You want to tell your honey that you love them, but they’re busy. Do you email them or leave a voicemail?
Most people would say that email is not very good for communicating emotions, so you’re better off using voicemail. That’s what I thought too. But being a scientist, I thought it might be a good idea to test it.
I got together with Taylor Wells (one of my doctoral students who is now a professor at California State University Sacramento) and planned a study that was recently published in Computers in Human Behavior. We recruited 72 undergraduate students and asked them to send a series of emails and voicemails to someone they were interested in romantically. We placed sensors on them to measure how they felt as they were sending the messages: how excited they got (using skin conductance measures) and how positive or negative they felt (using facial electromyography). We also analyzed the content of the messages to see how exciting and how positive and negative their words were.

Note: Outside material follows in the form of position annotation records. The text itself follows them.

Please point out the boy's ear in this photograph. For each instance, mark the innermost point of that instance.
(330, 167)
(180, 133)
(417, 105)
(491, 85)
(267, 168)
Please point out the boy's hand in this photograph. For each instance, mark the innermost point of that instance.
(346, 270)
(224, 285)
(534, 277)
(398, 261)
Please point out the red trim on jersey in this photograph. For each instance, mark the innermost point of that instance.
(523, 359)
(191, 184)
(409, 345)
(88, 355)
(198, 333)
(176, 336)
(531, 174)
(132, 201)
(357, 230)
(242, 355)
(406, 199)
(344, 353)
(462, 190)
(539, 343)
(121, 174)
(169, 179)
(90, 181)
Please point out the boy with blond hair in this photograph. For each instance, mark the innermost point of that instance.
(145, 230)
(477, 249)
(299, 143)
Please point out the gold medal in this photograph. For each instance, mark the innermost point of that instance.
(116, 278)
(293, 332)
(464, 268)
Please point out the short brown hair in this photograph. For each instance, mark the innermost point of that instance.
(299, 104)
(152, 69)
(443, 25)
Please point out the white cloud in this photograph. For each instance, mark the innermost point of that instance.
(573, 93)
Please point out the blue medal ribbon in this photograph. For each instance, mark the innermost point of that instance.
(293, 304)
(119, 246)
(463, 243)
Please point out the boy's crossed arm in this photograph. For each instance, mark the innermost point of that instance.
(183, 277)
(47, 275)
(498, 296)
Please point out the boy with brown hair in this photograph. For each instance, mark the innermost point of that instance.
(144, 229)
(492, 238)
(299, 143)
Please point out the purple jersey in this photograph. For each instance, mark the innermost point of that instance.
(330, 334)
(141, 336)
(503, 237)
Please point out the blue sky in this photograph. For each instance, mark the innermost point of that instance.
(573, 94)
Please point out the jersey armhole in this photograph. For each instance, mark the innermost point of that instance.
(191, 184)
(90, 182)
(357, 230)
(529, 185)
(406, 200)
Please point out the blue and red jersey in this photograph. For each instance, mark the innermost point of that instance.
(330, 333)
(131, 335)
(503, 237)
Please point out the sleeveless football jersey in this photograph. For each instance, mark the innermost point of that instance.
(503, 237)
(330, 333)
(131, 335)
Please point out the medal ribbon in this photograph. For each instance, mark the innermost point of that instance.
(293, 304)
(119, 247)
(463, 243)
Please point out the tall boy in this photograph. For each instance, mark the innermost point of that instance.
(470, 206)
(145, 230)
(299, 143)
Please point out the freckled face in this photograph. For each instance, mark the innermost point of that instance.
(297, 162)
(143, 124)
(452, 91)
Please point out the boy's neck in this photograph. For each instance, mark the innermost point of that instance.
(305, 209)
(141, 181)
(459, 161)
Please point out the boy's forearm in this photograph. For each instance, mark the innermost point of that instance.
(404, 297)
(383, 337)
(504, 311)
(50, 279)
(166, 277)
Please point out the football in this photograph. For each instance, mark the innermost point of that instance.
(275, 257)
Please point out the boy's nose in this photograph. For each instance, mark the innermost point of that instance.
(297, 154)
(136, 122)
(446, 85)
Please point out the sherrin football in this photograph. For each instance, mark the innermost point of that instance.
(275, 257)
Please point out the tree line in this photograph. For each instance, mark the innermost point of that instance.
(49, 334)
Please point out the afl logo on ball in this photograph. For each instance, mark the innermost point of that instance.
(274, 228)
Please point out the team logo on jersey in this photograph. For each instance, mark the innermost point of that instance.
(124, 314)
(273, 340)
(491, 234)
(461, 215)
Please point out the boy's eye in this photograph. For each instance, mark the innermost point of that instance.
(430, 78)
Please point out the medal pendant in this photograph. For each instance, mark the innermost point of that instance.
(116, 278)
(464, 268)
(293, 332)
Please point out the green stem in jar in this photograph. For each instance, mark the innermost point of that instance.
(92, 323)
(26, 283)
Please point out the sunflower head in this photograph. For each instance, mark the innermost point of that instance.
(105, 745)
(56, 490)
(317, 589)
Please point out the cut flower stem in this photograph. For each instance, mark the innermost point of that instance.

Participants felt the same level of positive emotion regardless of whether they used email or voicemail. In other words, the romantic partner trumped the media; the person mattered more than the media.
But, this wasn’t true for how excited they got. Surprisingly, participants got more excited, more emotionally involved, when they wrote emails than when they left voicemail. Not what we expected at all.
The other unexpected finding was that people said different things in email than in voicemail. The emails were more emotional. Participants used more positive and more arousing words in email than when sending the same message in voicemail. Perhaps they realized that it is hard to convey emotion in email, and therefore they compensated by being more explicit in their words. Or perhaps they felt more comfortable saying more romantic words in email than they did in voicemail. Or perhaps the ability to edit the email enabled them to more carefully craft their message to say exactly what they wanted, which was more explicit. As we professors like to say, this calls for more research.
So what’s the take away? Well, the media you choose for that romantic message changes how you feel emotionally and what you choose to say. Email makes you more excited, and you are more likely to say more romantic words (more positive and arousing).
We didn’t study how the recipient responded to romantic emails versus voicemails, but other research shows that men have a hard time picking up on vocal cues; they respond better if the words are more explicit. So if your romantic partner is male, you might just want to email him. Who knows, women may prefer the more explicit words of email too. And if you want your partner to feel more excited about your relationship, ask them to email you.